BeyondMath, a DeepTech company that has developed a ‘first-of-its-kind’ generative physics model, has closed a £7.4 million seed extension.
Founded in 2022 by AI industry veterans Alan Patterson and Darren Garvey, BeyondMath has developed the world’s largest foundational physics model, which is capable of simulating complex physical phenomena, from aerodynamics to thermal management.
Customers include major automotive, aerospace and electronics manufacturers, as well as players in data centre design and semiconductor manufacturing. In automotive engineering specifically – where BeyondMath works with an F1 team – the platform supports real-time testing of thousands of design combinations to identify optimisations in aerodynamics and thermal management.
The company also has established partnerships with NVIDIA and AWS.
The round was led by Cambridge Innovation Capital, alongside existing investors including UP.Partners, Insight Partners, and InMotion Ventures. It closes the seed round at almost £14m.
Engineering and industrial companies are struggling to design increasingly complex systems faster and more sustainably while using legacy simulation tools that often cannot cope with modern hardware and AI-driven workflows. BeyondMath takes a new approach with a foundational AI model trained directly on first-principles physics.
It says this enables engineering-grade simulations to be created in minutes rather than hours or days, delivering results up to 1000x faster than traditional supercomputing methods.

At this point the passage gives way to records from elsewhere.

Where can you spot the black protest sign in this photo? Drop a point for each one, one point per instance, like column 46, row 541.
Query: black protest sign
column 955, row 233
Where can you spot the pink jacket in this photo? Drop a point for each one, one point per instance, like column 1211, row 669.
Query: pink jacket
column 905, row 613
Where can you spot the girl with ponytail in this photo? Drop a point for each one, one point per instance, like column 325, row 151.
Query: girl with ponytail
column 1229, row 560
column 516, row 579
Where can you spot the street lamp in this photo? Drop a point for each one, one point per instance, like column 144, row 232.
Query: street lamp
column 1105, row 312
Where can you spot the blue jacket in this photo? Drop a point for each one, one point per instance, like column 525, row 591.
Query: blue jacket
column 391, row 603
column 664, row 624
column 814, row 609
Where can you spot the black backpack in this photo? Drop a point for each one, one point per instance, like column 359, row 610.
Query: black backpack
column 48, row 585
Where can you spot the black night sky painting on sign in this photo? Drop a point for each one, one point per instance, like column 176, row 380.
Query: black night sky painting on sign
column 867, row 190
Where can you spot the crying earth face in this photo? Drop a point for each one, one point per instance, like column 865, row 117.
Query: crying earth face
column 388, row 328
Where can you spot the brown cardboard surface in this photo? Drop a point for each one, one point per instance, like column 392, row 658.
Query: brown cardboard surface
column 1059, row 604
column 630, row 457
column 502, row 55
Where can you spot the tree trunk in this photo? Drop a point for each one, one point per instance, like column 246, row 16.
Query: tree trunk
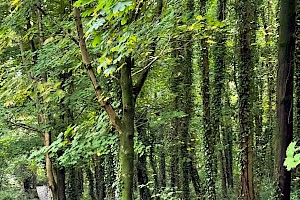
column 90, row 177
column 209, row 138
column 219, row 70
column 285, row 95
column 99, row 178
column 60, row 179
column 127, row 131
column 142, row 175
column 246, row 11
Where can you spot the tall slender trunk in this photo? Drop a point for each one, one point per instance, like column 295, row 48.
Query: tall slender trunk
column 246, row 11
column 285, row 94
column 125, row 126
column 209, row 138
column 127, row 131
column 219, row 70
column 99, row 178
column 142, row 175
column 91, row 181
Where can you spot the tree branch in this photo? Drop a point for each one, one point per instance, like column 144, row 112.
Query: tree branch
column 57, row 24
column 25, row 126
column 103, row 101
column 145, row 71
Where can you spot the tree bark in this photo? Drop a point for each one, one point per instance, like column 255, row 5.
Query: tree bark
column 246, row 11
column 127, row 131
column 285, row 95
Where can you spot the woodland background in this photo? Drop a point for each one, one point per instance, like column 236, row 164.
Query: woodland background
column 150, row 99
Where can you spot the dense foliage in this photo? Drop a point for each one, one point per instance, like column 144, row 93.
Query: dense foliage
column 150, row 99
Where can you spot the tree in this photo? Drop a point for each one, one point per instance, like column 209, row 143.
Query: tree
column 284, row 95
column 246, row 12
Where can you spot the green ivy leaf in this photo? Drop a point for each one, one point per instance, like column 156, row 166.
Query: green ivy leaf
column 120, row 6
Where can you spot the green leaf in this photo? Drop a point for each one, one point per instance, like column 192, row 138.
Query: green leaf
column 110, row 70
column 120, row 6
column 96, row 25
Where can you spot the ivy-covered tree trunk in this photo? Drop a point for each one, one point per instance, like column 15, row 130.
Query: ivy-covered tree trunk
column 142, row 174
column 127, row 131
column 267, row 17
column 99, row 178
column 217, row 115
column 297, row 70
column 246, row 10
column 209, row 137
column 285, row 95
column 125, row 126
column 91, row 181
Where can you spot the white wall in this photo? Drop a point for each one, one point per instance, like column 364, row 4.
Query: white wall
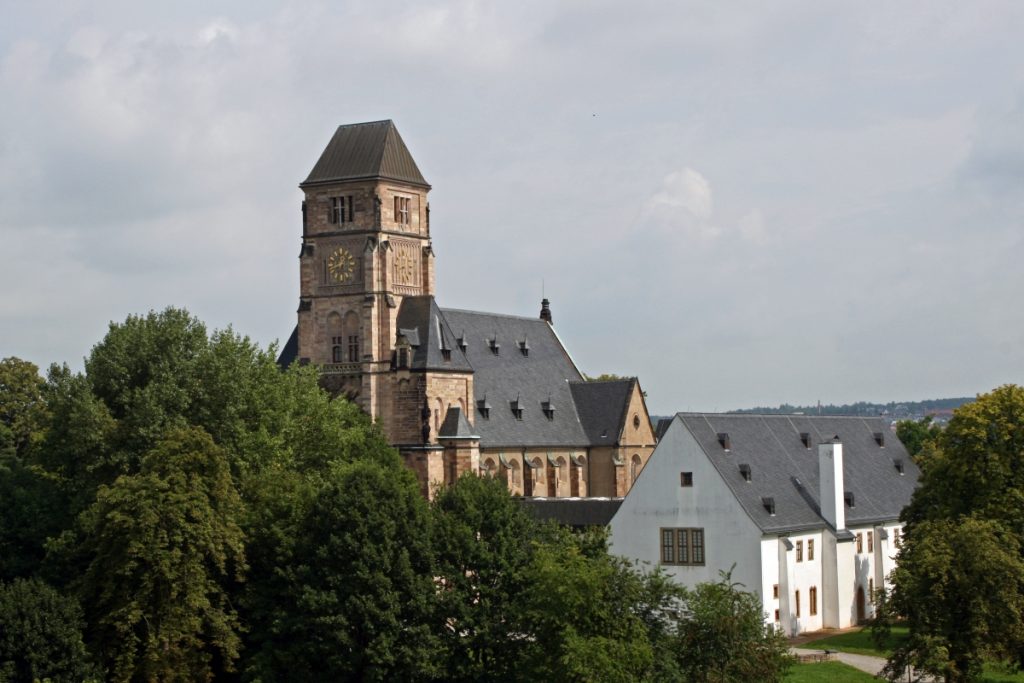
column 657, row 501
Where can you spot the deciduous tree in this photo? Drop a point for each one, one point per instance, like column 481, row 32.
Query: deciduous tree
column 960, row 581
column 164, row 549
column 41, row 635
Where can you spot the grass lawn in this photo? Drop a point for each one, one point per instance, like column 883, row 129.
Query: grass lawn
column 859, row 642
column 827, row 672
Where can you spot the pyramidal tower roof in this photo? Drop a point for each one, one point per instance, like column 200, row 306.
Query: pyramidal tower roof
column 366, row 151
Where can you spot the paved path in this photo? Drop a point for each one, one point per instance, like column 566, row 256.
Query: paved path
column 862, row 662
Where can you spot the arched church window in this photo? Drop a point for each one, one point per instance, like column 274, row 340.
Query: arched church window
column 336, row 332
column 352, row 336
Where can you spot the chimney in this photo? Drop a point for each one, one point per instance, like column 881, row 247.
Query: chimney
column 830, row 482
column 546, row 311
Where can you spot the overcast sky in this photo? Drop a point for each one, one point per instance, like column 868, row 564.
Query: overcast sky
column 742, row 204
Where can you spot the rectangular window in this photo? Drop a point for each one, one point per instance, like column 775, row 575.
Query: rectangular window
column 683, row 546
column 668, row 546
column 341, row 210
column 401, row 210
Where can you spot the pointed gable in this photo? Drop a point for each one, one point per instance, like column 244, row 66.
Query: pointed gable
column 602, row 407
column 366, row 151
column 434, row 345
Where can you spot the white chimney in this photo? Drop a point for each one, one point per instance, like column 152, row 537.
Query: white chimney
column 830, row 482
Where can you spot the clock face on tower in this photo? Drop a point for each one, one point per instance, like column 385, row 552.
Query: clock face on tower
column 341, row 266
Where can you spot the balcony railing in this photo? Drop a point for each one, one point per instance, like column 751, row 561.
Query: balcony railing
column 341, row 369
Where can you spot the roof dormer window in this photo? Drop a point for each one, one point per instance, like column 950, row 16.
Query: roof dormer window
column 516, row 407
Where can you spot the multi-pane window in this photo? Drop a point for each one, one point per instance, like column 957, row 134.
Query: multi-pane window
column 401, row 210
column 341, row 210
column 682, row 546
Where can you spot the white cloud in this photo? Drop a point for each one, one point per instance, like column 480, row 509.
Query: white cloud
column 706, row 184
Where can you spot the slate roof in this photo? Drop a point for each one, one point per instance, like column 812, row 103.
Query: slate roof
column 543, row 375
column 428, row 332
column 576, row 512
column 781, row 468
column 602, row 408
column 365, row 151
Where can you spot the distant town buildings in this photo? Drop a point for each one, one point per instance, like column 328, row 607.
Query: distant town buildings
column 804, row 510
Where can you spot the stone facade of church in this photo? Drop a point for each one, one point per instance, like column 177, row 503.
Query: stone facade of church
column 455, row 391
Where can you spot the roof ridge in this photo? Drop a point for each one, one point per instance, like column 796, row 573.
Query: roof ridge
column 780, row 415
column 484, row 312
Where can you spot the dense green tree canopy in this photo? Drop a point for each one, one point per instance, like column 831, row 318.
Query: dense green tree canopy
column 23, row 408
column 960, row 580
column 164, row 549
column 220, row 518
column 41, row 636
column 355, row 601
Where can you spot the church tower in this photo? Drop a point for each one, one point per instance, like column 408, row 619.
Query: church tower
column 366, row 246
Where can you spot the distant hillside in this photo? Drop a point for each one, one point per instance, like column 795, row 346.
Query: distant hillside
column 906, row 410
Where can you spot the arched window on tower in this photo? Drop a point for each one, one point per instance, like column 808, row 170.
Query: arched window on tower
column 352, row 336
column 336, row 333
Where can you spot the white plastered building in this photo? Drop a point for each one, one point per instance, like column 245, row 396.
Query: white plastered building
column 804, row 510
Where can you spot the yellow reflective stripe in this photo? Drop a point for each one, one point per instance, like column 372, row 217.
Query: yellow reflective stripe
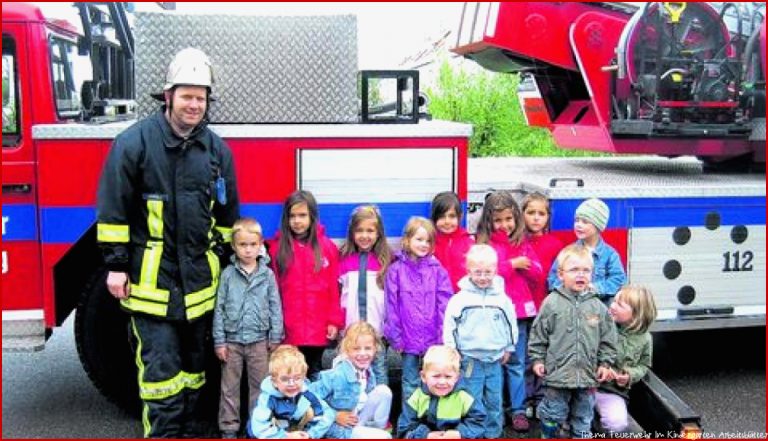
column 150, row 265
column 137, row 305
column 115, row 233
column 151, row 294
column 155, row 219
column 226, row 234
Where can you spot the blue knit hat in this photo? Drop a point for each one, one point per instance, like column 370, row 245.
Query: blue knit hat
column 595, row 212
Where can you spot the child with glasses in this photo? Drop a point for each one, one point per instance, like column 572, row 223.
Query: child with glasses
column 480, row 323
column 286, row 408
column 572, row 346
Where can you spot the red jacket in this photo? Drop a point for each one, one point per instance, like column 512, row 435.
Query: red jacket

A key example of this impact is STRATA, a $19m, three-year project with Honeywell, where BeyondMath will enable the simulation of hundreds of iterations for complex aircraft components in seconds rather than days.
By optimising internal fluid paths and thermal performance, this partnership accelerates the delivery of lighter, more efficient aerospace parts that have the potential to deliver billions of dollars in fuel efficiency savings while significantly reducing global aviation emissions.
The funding will be used to scale up the commercial deployment of BeyondMath’s generative physics technology and increase its research capacity. The team expects to double its headcount this year and expand its customer base across Europe, the US and Japan.
“Engineering teams require ever-faster, more flexible simulation, but do not have the technology to deliver on these demands,” said Patterson.
“Generative physics introduces a fundamentally new approach to engineering, unlocking innovation across fields ranging from aerospace and automotive to data-centre design. We now have the capital and investor support to accelerate our research roadmap and scale commercial adoption. This could be the ChatGPT moment for physics.”
Edward Inns, principal at Cambridge Innovation Capital, said: “BeyondMath is tackling one of the hardest and most valuable problems in engineering. By combining first-principles physics with modern AI, the team has built a platform that can redefine how complex systems are designed across multiple industries.
“We look forward to supporting Alan, Darren and the team as they continue to scale.”